Cet amendement du groupe Socialistes et apparentés vise affirmer la priorité donnée à la modernisation et de la régénération des infrastructures, notamment ferroviaires.
Aujourd’hui, un retard conséquent a été accumulé dans la modernisation du réseau. Le diagnostic, rappelé lors de la conférence Ambition France Transports, est clair et partagé, et les conséquences sur les voyageurs ne sont plus à démontrer. Enrayer le vieillissement et le risque d’obsolescence du réseau ferroviaire national structurant nécessitera d’importants efforts d’investissement en matière de régénération et de modernisation du réseau.
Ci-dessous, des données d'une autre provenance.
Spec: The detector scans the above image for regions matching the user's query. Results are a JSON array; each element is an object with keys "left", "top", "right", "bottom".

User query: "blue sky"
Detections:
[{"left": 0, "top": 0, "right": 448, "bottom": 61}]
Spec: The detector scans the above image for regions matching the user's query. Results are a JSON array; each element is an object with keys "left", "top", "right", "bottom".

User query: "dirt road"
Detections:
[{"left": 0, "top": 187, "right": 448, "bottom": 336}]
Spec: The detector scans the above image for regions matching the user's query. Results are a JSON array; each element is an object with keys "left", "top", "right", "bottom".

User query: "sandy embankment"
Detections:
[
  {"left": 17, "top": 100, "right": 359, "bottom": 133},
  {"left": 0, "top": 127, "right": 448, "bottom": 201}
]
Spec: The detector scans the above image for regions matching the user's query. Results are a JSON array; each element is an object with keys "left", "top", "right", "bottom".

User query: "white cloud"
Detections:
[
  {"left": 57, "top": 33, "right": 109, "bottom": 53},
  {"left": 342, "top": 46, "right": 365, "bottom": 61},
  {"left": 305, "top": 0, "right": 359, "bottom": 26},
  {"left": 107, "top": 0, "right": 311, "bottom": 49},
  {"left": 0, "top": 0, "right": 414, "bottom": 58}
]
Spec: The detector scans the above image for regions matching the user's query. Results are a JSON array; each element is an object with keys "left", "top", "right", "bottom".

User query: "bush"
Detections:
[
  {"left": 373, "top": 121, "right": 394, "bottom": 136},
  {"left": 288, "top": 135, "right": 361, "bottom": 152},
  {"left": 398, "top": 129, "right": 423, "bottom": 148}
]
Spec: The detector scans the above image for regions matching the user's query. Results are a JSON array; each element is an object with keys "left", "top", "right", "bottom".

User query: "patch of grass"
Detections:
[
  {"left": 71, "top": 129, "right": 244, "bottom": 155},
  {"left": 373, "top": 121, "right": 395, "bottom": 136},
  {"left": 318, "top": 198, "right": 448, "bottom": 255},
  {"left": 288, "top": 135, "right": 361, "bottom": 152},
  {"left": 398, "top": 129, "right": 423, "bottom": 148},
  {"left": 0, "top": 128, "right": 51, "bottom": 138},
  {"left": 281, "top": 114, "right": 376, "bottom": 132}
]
Il y a urgence à agir. Selon SNCF Réseau : « le réseau ferroviaire a atteint un point où le report des investissements risque de le fragiliser de manière irréversible. Plus les opérations de régénération sont retardées, plus le réseau se dégrade, plus les travaux de remise à niveau se complexifient et plus les coûts augmentent ».
Concrètement, le gestionnaire de réseau anticipe que dès 2028, près de 4 000 km de lignes seraient concernées par l’effondrement irréversible de la qualité de service avec des conséquences sur plus de 2 000 trains par jour.
Il est donc proposé de prioriser la modernisation et la régénération des infrastructures.